Vous avez découvert le handball local. Est-il pire ou meilleur que vous imaginiez ?
D’abord je voudrais dire que je n’aime pas imaginer. Je n’aime pas me faire de fausses idées. Effectivement le niveau du championnat n’est pas exceptionnel, mais il y a un tel engouement et une dynamique assez positive. Avant le confinement, j’ai été voir le match Annaba contre le GS Pétroliers, à Annaba. J’ai passé un très bon moment, j’ai vu un très bon match de handball, de qualité et équilibré. Cela pourrait mieux jouer, mais le match était appliqué avec beaucoup de sérieux et il y avait du public. Sachant qu’Annaba n’est pas qualifiée pour les play-offs, malgré tout, j’ai vu un beau spectacle, et quelques joueurs intéressants.
Pensez-vous qu’il y a aujourd’hui quelques joueurs qui peuvent prétendre à jouer en Europe et spécifiquement en France ?

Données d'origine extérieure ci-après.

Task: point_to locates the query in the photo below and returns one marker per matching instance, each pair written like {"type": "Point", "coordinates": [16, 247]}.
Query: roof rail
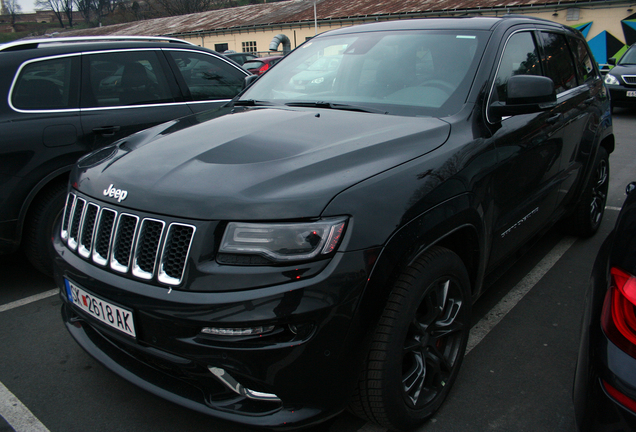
{"type": "Point", "coordinates": [60, 40]}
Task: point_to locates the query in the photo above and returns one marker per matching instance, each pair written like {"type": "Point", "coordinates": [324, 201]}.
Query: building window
{"type": "Point", "coordinates": [249, 46]}
{"type": "Point", "coordinates": [573, 14]}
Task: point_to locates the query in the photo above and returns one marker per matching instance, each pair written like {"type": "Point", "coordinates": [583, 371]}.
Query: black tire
{"type": "Point", "coordinates": [43, 214]}
{"type": "Point", "coordinates": [589, 211]}
{"type": "Point", "coordinates": [418, 346]}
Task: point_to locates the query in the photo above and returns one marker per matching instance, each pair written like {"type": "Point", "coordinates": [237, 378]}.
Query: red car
{"type": "Point", "coordinates": [261, 65]}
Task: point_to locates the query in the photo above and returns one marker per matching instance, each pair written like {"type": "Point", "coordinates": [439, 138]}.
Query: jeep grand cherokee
{"type": "Point", "coordinates": [297, 252]}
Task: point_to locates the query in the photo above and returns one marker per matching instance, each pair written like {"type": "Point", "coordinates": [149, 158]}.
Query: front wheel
{"type": "Point", "coordinates": [419, 343]}
{"type": "Point", "coordinates": [37, 241]}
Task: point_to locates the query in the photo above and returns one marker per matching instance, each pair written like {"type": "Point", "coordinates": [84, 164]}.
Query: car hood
{"type": "Point", "coordinates": [259, 163]}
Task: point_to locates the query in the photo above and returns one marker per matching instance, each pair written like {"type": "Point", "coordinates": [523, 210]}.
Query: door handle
{"type": "Point", "coordinates": [106, 130]}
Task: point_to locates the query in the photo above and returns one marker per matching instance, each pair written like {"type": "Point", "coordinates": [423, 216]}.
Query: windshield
{"type": "Point", "coordinates": [397, 72]}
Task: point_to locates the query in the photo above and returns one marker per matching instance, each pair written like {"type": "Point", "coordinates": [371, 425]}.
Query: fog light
{"type": "Point", "coordinates": [250, 331]}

Ils ne sont pas très nombreux, mais il y a des joueurs qui peuvent faire le bonheur de certains clubs. Sans parler de Berkous, qui pourrait jouer dans n’importe quel club français, il y a d’autres joueurs comme Moustapha Hadj Sadok ou Zouhair Naïm qui peuvent évidemment jouer en France. Le fait qu’on s’est qualifié pour la prochaine coupe du monde et le TQO (Tournoi Qualificatif Olympique) est une bonne chose. Ils vont pouvoir rencontrer les meilleurs joueurs du monde et ainsi progresser.
Y a-t-il des joueurs plus jeunes, comme les espoirs, qui peuvent être dans le même cas ?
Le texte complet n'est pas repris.